ねっとりと耳にこびりつくような声を残し、ゲーチスたちは去っていった。
残されたわたしたちを見て、ヤーコンさんが豪快に頭を掻く。ばつの悪そうな顔だ。

「お前ら、悪いな。せっかくプラズマ団を見つけたのに」
「い、いえ……」
「まあ、気を取り直してポケモン勝負といくか!あんまりワシを待たせるなよ?」

あっさりと切り替えたヤーコンさんは、わたしたちが返事をする間もなくすぐにジムへと入っていった。

・・・・・・さて、どちらが先にジムに入れるのだろうか。そう思ってチェレンの方を見れば、わたしの言わんとしていることが伝わったらしく、「お先にどうぞ」と譲られた。
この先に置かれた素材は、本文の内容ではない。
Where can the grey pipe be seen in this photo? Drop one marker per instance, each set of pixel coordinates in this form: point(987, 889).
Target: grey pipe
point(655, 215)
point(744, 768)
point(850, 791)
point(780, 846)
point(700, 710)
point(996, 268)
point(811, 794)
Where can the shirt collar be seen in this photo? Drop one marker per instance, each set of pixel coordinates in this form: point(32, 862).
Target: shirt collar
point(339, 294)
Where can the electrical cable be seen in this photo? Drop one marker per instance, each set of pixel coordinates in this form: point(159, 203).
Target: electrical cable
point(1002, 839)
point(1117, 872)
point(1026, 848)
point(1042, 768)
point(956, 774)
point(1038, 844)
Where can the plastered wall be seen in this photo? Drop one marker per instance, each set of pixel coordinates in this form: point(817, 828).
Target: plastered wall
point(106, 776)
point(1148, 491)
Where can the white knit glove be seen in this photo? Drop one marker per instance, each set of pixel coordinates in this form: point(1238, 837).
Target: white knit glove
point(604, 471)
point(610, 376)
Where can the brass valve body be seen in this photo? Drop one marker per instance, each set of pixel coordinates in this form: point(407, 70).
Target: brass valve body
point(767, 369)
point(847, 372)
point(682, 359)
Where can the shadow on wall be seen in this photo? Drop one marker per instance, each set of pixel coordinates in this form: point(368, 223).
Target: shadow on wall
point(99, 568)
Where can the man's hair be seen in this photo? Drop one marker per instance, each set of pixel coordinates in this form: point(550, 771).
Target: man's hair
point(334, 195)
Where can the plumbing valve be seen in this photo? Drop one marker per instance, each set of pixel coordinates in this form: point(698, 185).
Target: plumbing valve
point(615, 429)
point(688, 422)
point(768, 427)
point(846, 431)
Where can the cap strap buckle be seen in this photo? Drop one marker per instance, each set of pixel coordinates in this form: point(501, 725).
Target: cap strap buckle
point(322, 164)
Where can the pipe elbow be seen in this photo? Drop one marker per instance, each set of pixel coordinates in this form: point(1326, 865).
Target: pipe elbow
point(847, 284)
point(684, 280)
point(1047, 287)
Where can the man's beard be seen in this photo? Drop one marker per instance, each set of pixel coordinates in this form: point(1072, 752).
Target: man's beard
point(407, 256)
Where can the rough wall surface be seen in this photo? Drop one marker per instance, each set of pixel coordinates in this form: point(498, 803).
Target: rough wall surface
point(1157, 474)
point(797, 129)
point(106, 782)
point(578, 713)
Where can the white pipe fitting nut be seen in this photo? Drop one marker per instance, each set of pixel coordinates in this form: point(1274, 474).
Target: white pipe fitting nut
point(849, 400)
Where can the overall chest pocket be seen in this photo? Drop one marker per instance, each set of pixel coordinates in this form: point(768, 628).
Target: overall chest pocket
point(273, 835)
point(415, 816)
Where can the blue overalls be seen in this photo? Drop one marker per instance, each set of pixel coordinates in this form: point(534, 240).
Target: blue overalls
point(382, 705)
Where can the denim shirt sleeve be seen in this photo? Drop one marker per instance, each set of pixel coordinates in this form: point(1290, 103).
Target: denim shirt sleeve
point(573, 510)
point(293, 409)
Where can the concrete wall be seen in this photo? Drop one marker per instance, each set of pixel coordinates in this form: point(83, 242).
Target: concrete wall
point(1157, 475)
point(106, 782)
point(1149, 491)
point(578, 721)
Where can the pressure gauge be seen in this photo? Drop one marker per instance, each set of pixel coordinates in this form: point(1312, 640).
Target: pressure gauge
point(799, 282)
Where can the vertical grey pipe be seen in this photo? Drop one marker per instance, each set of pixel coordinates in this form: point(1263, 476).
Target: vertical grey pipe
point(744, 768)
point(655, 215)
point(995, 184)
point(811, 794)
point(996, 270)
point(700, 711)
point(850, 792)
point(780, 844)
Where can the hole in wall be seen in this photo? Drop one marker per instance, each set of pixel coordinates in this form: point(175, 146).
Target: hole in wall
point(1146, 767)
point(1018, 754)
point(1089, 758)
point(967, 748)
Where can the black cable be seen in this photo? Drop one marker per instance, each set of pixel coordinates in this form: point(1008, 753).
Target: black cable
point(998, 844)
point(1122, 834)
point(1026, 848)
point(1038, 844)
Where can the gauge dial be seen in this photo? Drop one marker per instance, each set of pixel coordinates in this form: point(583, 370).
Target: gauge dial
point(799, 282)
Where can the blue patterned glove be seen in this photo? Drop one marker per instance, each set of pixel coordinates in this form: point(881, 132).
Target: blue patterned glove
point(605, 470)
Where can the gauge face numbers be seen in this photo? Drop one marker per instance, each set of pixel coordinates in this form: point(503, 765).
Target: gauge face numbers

「ぼくはポケモンを鍛えてくる。あのヤーコンって人には絶対負けたくないからね。というか、完全勝利でジムバッジをもらうよ」

そう言ってチェレンは踵を返していった。無理に譲ってくれたというよりも、本当にそうするつもりだったらしい。たまたまジムの前が騒がしかったから、立ち寄ってみただけなのだろう。

「じゃあ、行くよ」

チェレンの背中が小さくなっていくのを横目に、腰についたボールをひとつひとつ、そっと撫でる。その手がしっとりと、汗ばんでいた。